Cela fait quelques années déjà que je m'intéresse à 1914-1918 ; pas comme un assoiffé de stratégie dont je me fous éperdument. Car ce n'est pas d'un jeu de guerre dont on parle là, mais du suicide de la vieille Europe, entamé ce bel été 1914…

En plus de ce suicide, je reste convaincu que ce fut aussi une guerre de discrimination sociale, à savoir que les humbles – des deux camps – furent les esclaves de volontés tyranniques qui se souciaient fort peu de leurs conditions de survie au front et les envoyaient dans des offensives aussi inutiles que meurtrières.

Les officiers supérieurs, les majors méprisants, les embusqués de l'arrière, les politiciens voyaient sans doute « dans le soldat un être inférieur qu'on traite sans égards, comme un berger traite ses moutons, un piqueur sa meute de chiens. » Plusieurs fois, d'ailleurs, Barthas montre sa compassion pour les bêtes au front –sauf les poux et les rats, évidemment ! Par-delà les espèces, c'était une communion de souffrance…

Certes, dans mes lectures, j'ai découvert des plumes sublimes comme celles de Barbusse, Céline, Giono, Jünger, Remarque, etc.

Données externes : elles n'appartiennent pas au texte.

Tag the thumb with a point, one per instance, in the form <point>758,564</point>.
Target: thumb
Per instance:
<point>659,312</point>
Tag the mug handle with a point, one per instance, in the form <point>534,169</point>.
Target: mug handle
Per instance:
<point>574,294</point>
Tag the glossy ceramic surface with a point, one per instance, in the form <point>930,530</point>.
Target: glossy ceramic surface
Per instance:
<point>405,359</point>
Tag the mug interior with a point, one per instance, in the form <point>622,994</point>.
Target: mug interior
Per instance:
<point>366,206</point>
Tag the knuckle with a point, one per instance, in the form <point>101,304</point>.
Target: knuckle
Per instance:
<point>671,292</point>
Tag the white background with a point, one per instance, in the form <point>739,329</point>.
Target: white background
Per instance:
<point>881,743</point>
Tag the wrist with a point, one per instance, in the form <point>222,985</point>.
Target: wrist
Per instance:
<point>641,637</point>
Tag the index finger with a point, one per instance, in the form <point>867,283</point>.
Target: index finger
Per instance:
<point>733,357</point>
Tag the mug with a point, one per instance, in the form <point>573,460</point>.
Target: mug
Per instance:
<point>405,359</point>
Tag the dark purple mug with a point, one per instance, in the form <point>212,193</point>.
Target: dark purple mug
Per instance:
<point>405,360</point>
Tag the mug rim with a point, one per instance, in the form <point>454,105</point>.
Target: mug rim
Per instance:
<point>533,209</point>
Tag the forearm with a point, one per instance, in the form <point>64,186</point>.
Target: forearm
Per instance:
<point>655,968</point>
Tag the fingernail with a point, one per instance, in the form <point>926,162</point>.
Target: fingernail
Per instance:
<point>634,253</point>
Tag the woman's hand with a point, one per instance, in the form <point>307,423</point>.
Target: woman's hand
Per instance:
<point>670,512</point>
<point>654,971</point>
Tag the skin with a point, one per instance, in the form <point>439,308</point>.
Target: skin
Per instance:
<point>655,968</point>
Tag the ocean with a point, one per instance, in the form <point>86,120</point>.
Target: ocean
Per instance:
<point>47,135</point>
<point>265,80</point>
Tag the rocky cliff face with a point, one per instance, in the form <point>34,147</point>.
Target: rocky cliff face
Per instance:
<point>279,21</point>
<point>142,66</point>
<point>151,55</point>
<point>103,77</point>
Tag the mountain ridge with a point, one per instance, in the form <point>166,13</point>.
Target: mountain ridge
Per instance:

Mais aucun livre, fût-il écrit par historien ne raconte 1914-1918 comme Louis Barthas dans ses Carnets de guerre.

Louis Barthas, pourtant très instruit, ne verse pas dans le style : il écrit ce qu'il voit, ce qu'il ressent avec une fulgurance touchante, parfois déchirante. Surtout, loin des poncifs – qu'on déplore, hélas, sur beaucoup de monuments qui parlent de gloire quand il faudrait parler de tragédie collective –, il raconte une guerre dans sa vérité la plus sordide.

Et Rémy Cazals d'écrire si justement dans sa postface de 1997 : « Il me semble que le talent de Barthas se caractérise par l'absence d'effets et d'artifices littéraires. »

Quant à l'exagération des faits que certains imputent à Barthas – comme on pourrait trouver exagéré son opinion catégorique sur celui qu'il appelle « le dictateur Clemenceau » –, il reste que lorsqu'il écrit ceci, et à la lumière de tout ce que l'on sait maintenant, il ne révèle qu'une horrible vérité : « de part et d'autre on se battait en cannibales, avec une cruauté plus grande peut-être qu'aux temps reculés des invasions barbares. »

Il est vrai que Barthas – socialiste et pacifiste convaincu – écorne sérieusement la propagande – encore tenace aujourd'hui chez certains – prétendant que les hommes étaient choyés par leurs supérieurs : « Que de souffrances, de fatigues, de maladies, infirmités et morts on eût épargnées avec des chefs pourvus du simple bon sens ! » Faire dormir des soldats épuisés par les combats dans des granges vétustes qui empestent le purin, on ne peut effectivement pas parler de compassion…

Moi, je n'y étais pas et devant tant de souffrances, je me tais. Ces hommes-là ont des droits imprescriptibles que j'espère ne jamais avoir, car cela impliquerai que je fasse connaissance avec un nouveau secteur de Lorette, une autre côte 304 ou un autre mont Cornillet, et j'en passe.

Alors oui, il faut lire ces Carnets avec toute l'humilité et le recueillement qu'ils exigent. J'oserai presque parler de document sacré. Et Barthas, de conclure par une sentence terrible mais combien vraie sur ce carnage dont il a été l'un des acteurs malheureux : « On a menti… mais je renonce à écrire tous les mensonge sortis de la bouche ou sous la plume de nos gouvernants ou journalistes »…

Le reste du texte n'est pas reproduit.